In a couple of weeks I’ll have been in Trento for a year, which is mind boggling to me. As some may have guessed who follow me on social media, I’m enjoying myself immensely. This has arguably been the single best year of my life, if only for having more time on a daily basis to hang out with the family. Add a solid, sustainable model for ReclaimHosting and Italy as the change of venue—and you have a perfect storm of awesome. I know these things can never last, so I am trying to savor it.Anyway, I’m starting to get used to the idea of actually living in Trento rather than being a long-term tourist, and I am beginning to see and understand the city and its history a bit better. A recent example of this is the monument to Alcide De Gasperi in the park adjacent to Trento’s Piazza Venezia.
I had heard bits and pieces about De Gasperi over the last 15 years since I first started coming to Trento, but not until I started taking the kids to camp this Summer in the park near Piazza Venezia did I start to get a sense of his importance in the political reality of post-war Italy. De Gasperi helped found the political party Democrazia Chrsitiana after World War II which became the predominant political party alongside the Communists (with Post-War Italians fairly split in their allegiances between the two). De Gasperi was an staunch anti-fascist during the war, in fact he had run-ins with Mussolini who briefly lived and worked in Trento as a journalist. Beyond the Democrazia Chrsitiana party, his larger vision was the idea of unifying Europe politically—a gutsy move post WWII. This visions remains of particular relevance these days as does his role in imagining and architecting what would become the European Union. Alongside Robert Schuman, Jean Monnet, and Paul-Henri Spaak), De Gasperi felt that in the wake of two devastating World Wars and countless losses the best way to establish peace and prosperity was to unify the continent under a single military. The unified Army proposal was shot down by France, but the first brick in what would become the European Union community came in 1950 with the European Coal and Steel Community.
So, you get the point. De Gasperi was a big deal in post-war European politics, and he’s a native son to Trentino. He was born in the small, mountain town Pieve Tesino on the border with Alto Adige—this idea of his being from a border zone (culturally and linguistically) is a fact his birthplace museum suggests was crucial to his political vision for the EU.
We actually visited his birthplace museum after a hike to a river nearby, and on the particular Sunday afternoon we visited Pieve Tesino it seemed like something out of a Twilight Zone episode. Abandoned, and if you look at the census stats it has been losing folks consistently since the 1920s. It was a gorgeous, small mountain town, and the border town between Trento and Alto Adige, or even Italy and the Austro-Hungarian Empire if you travel back before World War I.
But what started this whole thing was the crazy monument to De Gasperi in Trento’s Piazza Venezia created by Florentine sculptor Antonio Berti in 1955-56. What is so wild about it is the way in which the monument uses allegory to tell the story of the pre and post-World War II Italy through the figure of De Gasperi.
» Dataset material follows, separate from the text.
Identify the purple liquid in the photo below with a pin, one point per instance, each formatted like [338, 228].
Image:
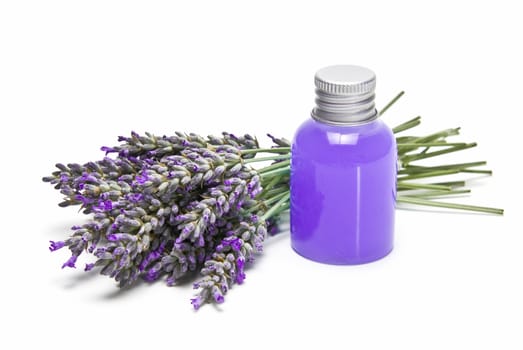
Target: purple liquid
[343, 192]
The monument has a statue of De Gasperi with a obelisk monument behind him, the reliefs on the horseshoe like perimeter is what caught my attention though. The panel on the left tells the story of war-torn Italy in chaos, where the right shows a harmonious vision of Italy post-war. And the difference between (literally) these two visions is De Gasperi.
I took some shots with my phone and I added the noir filter as I was blown away. At first I tweeted these visuals were seemingly Fascist in their aesthetic, but on further viewing the panels seem to be inspired by German expressionism and the Futurists (Fortunato Depero was another native son), not to mention some real Soviet visions of labor and harmony. Anyway, I’ve talked enough already, below are a bunch of detail shots from the monument of the chaos and harmony panels, wonder if you can tell which is which 🙂
I can’t tell you how many times the last year I walked by this monument and never noticed the allegory of Italy during and after World War II. This is one of the things I really enjoy about Italy, the way in which there are stories written all over the built environment that span centuries of civilization. This one is fairly obvious, I just wasn’t looking very closely. But it is a good place to start reading the history of these spaces all around. It’s both intimidating and exhilarating when I think of the expanses of time and experience all around me.